The "American Rule" is that parties pay their own legal fees for a dispute.  Fees can be shifted by contract or by statute, but fee-shifting remains in the minority in US lawsuits.  When legal fees are recoverable, the court (judge) normally evaluates and determines the amount of legal fees to be awarded to a successful party, based on detailed billing information submitted by outside counsel.  But what is the outcome if the prevailing party relied primarily on its in-house counsel, who was on the company payroll all the time and never submitted any bills?  The Massachusetts Appeals Court has held that reasonable fees attributable to the in-house attorney's effort are recoverable.1

The underlying dispute included a particularly nasty set of actions by the losing party, and the court decided that the defendant had acted in an "unfair and deceptive" manner, violating the Massachusetts fair trade practice statute.  The other side was thus entitled to recover its legal fees.  But most of the work had been done by an in-house attorney who had not billed the company for his effort, and so the losing party argued that legal fees had not been "incurred" for the in-house attorney's effort. 

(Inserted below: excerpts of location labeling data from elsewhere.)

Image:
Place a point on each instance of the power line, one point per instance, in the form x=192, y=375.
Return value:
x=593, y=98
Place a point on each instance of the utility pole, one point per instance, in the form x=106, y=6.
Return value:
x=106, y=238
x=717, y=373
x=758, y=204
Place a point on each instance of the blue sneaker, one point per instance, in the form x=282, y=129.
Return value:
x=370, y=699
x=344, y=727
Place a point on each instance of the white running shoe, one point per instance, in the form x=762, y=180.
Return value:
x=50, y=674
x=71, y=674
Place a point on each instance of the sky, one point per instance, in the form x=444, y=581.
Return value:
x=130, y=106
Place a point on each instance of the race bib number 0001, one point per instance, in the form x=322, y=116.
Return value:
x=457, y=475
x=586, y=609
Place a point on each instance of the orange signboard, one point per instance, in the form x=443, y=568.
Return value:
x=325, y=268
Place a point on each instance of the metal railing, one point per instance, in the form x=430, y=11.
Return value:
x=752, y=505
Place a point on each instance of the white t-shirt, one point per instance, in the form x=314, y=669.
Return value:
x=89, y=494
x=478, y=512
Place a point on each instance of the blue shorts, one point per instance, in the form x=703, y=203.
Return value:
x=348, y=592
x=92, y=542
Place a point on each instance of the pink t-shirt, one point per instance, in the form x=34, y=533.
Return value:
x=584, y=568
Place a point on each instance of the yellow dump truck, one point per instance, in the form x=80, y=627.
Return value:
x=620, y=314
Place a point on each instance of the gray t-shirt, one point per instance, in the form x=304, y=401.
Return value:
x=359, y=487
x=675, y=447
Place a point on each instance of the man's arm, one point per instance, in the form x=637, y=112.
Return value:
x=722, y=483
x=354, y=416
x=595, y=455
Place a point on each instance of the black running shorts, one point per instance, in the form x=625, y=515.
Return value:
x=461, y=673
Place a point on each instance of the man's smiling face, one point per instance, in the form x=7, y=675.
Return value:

The trial court had awarded attorneys' fees "on principles of fairness, the public policy served by fee awards, and case law upholding statutorily mandated fee awards even in the absence of billing."  The Appeals Court agreed, and noted that "having in-house counsel engaged in the present suit had a concrete financial impact on [the prevailing party], which we conclude 'incurred' a cost."  Also, there is a deterrent purpose in awarding attorneys' fees, and the losing party should not benefit simply because the prevailing party chose to use in-house instead of outside counsel.  

Footnote

1 Holland v. Jachmann, Mass. App. Ct. No. 13-P-0280 (May 14, 2014).